In the figure given below let’s write the measurement of ∠A + ∠B + ∠C + ∠D + ∠E + ∠F

Given: from the given figure AB||CF

To find the measurement of ∠A + ∠B + ∠C + ∠D + ∠E + ∠F

Now in the given figure, AB is parallel to CF with AD as tranversal line, so

∠A = ∠COD……….(i) (as they form is corresponding angles)

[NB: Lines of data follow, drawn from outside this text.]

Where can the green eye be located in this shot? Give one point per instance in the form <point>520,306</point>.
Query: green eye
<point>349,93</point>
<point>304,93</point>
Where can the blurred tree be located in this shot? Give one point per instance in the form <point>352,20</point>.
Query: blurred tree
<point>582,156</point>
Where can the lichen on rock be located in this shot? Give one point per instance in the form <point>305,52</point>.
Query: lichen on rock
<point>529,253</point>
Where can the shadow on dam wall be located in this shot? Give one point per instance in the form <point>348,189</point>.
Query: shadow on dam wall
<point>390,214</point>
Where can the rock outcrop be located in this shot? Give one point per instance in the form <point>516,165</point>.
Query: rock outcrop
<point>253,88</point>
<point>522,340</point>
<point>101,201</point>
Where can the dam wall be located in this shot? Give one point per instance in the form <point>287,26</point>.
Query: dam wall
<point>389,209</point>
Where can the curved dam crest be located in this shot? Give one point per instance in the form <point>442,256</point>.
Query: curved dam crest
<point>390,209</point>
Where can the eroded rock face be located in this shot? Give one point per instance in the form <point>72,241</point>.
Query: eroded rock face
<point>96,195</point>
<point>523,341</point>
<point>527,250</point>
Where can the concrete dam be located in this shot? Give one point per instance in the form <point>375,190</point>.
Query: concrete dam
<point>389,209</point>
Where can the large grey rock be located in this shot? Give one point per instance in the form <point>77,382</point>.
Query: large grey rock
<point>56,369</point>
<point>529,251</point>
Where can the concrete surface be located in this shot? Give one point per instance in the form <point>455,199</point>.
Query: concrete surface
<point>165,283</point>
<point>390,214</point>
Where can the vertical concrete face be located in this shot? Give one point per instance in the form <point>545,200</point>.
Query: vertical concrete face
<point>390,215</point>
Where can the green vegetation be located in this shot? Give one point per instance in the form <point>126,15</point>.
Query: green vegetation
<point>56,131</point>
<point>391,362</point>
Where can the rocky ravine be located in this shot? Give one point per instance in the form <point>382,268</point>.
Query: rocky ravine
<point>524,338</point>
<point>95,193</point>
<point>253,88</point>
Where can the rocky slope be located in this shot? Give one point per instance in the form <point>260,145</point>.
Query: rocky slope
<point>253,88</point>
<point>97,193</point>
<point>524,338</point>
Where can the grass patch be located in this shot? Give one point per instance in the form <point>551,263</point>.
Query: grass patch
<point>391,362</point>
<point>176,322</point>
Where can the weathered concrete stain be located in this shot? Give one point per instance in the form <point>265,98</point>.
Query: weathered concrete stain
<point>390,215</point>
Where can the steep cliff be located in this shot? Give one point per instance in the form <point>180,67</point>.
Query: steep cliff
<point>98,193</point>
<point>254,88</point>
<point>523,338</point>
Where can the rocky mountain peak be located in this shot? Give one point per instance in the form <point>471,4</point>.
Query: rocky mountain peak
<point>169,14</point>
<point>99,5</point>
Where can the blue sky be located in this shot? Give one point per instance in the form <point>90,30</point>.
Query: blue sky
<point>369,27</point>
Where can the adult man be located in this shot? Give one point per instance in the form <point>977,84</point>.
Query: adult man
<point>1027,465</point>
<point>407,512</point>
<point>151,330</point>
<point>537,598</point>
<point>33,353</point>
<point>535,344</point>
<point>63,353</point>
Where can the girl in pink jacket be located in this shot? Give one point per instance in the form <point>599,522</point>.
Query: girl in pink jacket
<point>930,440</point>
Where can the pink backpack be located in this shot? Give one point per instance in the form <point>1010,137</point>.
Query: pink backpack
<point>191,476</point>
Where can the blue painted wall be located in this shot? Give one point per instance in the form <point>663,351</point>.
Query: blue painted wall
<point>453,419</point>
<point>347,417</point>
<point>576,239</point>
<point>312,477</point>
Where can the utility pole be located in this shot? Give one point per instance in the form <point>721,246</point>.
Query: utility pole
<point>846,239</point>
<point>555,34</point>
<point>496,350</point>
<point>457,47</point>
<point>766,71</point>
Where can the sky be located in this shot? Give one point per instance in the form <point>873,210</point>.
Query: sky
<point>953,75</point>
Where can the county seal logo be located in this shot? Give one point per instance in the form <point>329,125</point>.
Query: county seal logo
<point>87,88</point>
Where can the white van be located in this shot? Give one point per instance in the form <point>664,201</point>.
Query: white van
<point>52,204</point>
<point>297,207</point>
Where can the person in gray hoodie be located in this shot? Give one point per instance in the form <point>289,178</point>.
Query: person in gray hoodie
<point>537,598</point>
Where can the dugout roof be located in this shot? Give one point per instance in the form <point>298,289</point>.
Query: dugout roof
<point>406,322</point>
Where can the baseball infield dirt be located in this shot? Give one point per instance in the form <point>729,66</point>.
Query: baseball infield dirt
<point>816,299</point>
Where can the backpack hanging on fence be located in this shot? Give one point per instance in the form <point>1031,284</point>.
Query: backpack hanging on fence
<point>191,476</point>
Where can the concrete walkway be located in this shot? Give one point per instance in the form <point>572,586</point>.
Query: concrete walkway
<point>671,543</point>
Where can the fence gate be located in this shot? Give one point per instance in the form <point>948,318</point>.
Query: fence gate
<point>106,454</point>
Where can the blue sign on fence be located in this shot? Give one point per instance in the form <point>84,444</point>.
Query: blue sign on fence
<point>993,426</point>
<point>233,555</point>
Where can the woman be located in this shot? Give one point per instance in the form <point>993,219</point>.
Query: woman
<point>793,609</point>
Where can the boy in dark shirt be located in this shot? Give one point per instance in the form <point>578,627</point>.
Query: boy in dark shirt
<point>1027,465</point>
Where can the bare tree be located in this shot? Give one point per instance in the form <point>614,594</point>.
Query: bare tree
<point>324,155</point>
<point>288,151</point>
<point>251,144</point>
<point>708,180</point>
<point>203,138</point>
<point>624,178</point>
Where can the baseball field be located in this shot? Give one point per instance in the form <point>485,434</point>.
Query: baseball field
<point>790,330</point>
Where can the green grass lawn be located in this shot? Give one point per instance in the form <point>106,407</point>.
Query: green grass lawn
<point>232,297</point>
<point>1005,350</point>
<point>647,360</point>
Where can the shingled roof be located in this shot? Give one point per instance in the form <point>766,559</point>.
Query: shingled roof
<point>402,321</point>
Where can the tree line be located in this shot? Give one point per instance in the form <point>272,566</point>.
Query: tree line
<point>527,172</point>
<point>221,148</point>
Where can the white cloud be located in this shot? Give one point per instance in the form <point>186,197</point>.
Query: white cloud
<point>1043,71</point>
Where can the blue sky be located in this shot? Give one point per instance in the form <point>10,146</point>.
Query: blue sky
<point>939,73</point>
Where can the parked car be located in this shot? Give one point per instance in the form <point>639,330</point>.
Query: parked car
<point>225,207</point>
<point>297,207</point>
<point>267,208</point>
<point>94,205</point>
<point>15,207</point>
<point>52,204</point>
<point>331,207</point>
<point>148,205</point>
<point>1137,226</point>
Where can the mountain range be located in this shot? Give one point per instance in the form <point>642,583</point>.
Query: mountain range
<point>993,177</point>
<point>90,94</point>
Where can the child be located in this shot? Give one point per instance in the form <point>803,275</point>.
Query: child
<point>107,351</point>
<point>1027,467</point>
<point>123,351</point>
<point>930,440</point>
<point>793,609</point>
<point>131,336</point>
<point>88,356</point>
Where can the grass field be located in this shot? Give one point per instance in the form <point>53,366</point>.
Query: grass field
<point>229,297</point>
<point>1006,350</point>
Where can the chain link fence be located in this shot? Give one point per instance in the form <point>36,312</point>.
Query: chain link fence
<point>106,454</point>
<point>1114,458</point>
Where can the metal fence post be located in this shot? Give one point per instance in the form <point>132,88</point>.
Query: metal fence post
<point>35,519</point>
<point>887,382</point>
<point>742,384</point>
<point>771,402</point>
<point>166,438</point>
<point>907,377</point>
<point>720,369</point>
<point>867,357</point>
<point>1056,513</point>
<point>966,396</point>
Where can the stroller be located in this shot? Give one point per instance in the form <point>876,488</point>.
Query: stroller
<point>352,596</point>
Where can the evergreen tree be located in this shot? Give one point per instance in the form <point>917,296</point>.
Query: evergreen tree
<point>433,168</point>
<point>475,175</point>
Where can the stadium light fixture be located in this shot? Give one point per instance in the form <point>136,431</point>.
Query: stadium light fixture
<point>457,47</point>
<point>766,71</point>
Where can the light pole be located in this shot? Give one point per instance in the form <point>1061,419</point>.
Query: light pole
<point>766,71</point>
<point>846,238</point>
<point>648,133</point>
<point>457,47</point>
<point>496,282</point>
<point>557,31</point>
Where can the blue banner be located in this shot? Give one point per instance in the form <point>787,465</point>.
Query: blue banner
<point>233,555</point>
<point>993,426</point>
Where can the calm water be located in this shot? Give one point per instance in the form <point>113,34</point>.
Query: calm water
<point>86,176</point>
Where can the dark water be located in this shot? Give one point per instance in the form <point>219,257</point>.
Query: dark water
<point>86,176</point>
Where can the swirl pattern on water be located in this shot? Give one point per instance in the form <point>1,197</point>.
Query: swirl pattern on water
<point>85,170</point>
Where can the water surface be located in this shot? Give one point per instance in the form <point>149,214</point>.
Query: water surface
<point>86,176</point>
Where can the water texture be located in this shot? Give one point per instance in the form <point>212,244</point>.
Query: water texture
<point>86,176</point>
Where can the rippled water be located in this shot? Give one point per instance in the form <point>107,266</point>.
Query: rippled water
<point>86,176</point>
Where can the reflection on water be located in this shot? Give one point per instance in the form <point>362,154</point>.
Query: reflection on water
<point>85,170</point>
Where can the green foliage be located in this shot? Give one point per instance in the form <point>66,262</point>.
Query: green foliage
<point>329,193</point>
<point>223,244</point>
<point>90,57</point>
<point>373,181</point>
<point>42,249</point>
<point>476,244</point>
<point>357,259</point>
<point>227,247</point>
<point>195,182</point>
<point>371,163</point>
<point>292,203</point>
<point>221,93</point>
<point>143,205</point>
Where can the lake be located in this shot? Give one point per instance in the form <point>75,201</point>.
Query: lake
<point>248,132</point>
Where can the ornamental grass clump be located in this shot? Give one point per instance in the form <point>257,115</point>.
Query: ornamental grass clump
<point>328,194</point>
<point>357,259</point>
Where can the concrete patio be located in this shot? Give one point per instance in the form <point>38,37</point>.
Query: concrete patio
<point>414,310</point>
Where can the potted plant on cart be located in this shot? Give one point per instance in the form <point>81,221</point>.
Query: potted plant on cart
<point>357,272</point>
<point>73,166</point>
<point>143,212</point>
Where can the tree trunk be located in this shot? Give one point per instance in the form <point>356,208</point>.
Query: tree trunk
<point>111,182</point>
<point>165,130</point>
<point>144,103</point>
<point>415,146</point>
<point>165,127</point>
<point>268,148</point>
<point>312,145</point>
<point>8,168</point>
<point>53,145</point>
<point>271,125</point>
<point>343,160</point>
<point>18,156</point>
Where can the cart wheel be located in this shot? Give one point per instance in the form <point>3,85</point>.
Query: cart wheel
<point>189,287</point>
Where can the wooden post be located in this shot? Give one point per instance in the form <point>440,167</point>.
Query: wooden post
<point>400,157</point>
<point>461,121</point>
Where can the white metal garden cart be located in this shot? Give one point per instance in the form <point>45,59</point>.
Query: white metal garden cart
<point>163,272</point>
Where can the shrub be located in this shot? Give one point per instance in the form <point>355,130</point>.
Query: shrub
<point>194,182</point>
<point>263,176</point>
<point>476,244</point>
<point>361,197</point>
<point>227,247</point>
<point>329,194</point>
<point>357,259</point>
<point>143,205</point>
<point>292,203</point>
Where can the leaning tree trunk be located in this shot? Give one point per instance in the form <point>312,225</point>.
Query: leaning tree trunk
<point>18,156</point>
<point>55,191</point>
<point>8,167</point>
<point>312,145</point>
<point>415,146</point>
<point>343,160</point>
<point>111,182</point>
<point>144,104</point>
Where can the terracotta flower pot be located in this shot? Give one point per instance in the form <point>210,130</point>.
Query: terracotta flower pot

Similarly, AB is parallel to CF with BE as tranversal line, so

∠B = ∠FOE……….(ii) (as they form is corresponding angles)

Now consider ΔCOD,

We know in a triangle the sum of all three interior angles is equal to 180°.

So in this case,

∠C + ∠D + ∠COD = 180°

Substituting the values from equation(i), we get

∠C + ∠D + ∠A = 180°……..(iii)

Now consider ΔFOE,

We know in a triangle the sum of all three interior angles is equal to 180°.

So in this case,

∠E + ∠F + ∠FOE = 180°

Substituting the values from equation(ii), we get

∠E + ∠F + ∠B = 180°……..(iv)

Now adding equation (iii) and equation (iv), we get

∠A + ∠B + ∠C + ∠D + ∠E + ∠F = 180° + 180° = 360°

So the measurement of ∠A + ∠B + ∠C + ∠D + ∠E + ∠F = 360°.